Gentoo Websites Logo
Go to: Gentoo Home Documentation Forums Lists Bugs Planet Store Wiki Get Gentoo!
Bug 379857 - <sys-apps/busybox-1.19.0: unpack_Z_stream() Buffer Underflow (CVE requested)
Summary: <sys-apps/busybox-1.19.0: unpack_Z_stream() Buffer Underflow (CVE requested)
Status: RESOLVED FIXED
Alias: None
Product: Gentoo Security
Classification: Unclassified
Component: Vulnerabilities (show other bugs)
Hardware: All Linux
: Normal major (vote)
Assignee: Gentoo Security
URL: http://git.busybox.net/busybox/diff/a...
Whiteboard: A2 [glsa]
Keywords:
Depends on:
Blocks:
 
Reported: 2011-08-19 11:13 UTC by Agostino Sarubbo
Modified: 2013-12-03 04:18 UTC (History)
1 user (show)

See Also:
Package list:
Runtime testing required: ---

Attachments
Add an attachment (proposed patch, testcase, etc.)

Note You need to log in before you can comment on or make changes to this bug.
Description Agostino Sarubbo gentoo-dev 2011-08-19 11:13:15 UTC 
The vulnerability is caused due to a boundary error within the "unpack_Z_stream()" function (archival/libarchive/decompress_uncompress.c) and can be exploited to cause a buffer underflow via a specially crafted datastream.

Fix at $URL
Comment 1 Alex Legler (RETIRED) archtester gentoo-dev Security 2011-08-19 11:34:25 UTC 
When quoting text, please provide your source, in this case Secunia (http://secunia.com/advisories/45702/).
Comment 2 SpanKY gentoo-dev 2011-08-19 14:11:29 UTC 
i think this is fixed with upstream busybox-1.19.0-uncompress.patch which is part of the new busybox-1.19.0 ebuild that is in the tree now
Comment 3 Tim Sammut (RETIRED) gentoo-dev 2011-08-19 14:51:54 UTC 
(In reply to comment #2)
> i think this is fixed with upstream busybox-1.19.0-uncompress.patch which is
> part of the new busybox-1.19.0 ebuild that is in the tree now

Great, thanks.
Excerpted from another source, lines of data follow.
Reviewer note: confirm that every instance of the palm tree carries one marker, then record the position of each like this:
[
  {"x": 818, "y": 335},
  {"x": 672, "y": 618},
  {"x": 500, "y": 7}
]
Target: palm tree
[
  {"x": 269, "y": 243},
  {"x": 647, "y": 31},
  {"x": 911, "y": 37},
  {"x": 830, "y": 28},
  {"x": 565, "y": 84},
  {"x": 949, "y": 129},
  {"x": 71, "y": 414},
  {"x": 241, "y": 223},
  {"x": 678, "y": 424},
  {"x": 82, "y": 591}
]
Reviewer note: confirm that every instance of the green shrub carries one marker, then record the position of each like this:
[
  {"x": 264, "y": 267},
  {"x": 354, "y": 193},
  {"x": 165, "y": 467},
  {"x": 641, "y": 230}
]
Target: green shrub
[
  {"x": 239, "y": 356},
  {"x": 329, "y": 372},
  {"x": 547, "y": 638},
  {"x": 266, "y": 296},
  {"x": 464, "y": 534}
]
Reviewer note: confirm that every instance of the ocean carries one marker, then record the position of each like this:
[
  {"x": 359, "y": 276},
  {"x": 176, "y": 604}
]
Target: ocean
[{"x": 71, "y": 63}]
Can we stabilize 1.19.0?
Comment 4 SpanKY gentoo-dev 2011-08-19 16:13:16 UTC 
i dont know of any blocking issues
Comment 5 Tim Sammut (RETIRED) gentoo-dev 2011-08-19 16:34:38 UTC 
(In reply to comment #4)
> i dont know of any blocking issues

Ok, thanks.

Arches, please test and mark stable:
=sys-apps/busybox-1.19.0
Target keywords : "alpha amd64 arm hppa ia64 m68k ppc ppc64 s390 sh sparc x86"
Comment 6 Kacper Kowalik (Xarthisius) (RETIRED) gentoo-dev 2011-08-19 16:52:54 UTC 
ppc/ppc64 stable
Comment 7 Paweł Hajdan, Jr. (RETIRED) gentoo-dev 2011-08-19 17:44:32 UTC 
x86 stable
Comment 8 Elijah "Armageddon" El Lazkani (amd64 AT) 2011-08-19 20:39:32 UTC 
amd64: pass
Comment 9 Guy Martin (RETIRED) gentoo-dev 2011-08-20 13:00:45 UTC 
hppa stable
Comment 10 Ian Delaney (RETIRED) gentoo-dev 2011-08-20 13:11:47 UTC 
amd64:

passes all
Comment 11 Agostino Sarubbo gentoo-dev 2011-08-20 14:03:04 UTC 
amd64 ok

Take a look at bug 379965 that can't block this stabilization.
Comment 12 Markos Chandras (RETIRED) gentoo-dev 2011-08-23 17:13:50 UTC 
amd64 done. Thanks Agostino, Ian and Elijah
Comment 13 Markus Meier gentoo-dev 2011-08-24 19:18:50 UTC 
arm stable
Comment 14 Raúl Porcel (RETIRED) gentoo-dev 2011-08-27 18:43:37 UTC 
alpha/ia64/m68k/s390/sh/sparc stable
Comment 15 Agostino Sarubbo gentoo-dev 2011-08-27 19:06:17 UTC 
Thanks all, adding glsa request.
Comment 16 Tim Sammut (RETIRED) gentoo-dev 2011-08-28 02:07:14 UTC 
Thanks, folks. New GLSA request filed.
Comment 17 GLSAMaker/CVETool Bot gentoo-dev 2013-12-03 04:18:16 UTC 
This issue was resolved and addressed in
 GLSA 201312-02 at http://security.gentoo.org/glsa/glsa-201312-02.xml
by GLSA coordinator Chris Reffett (creffett).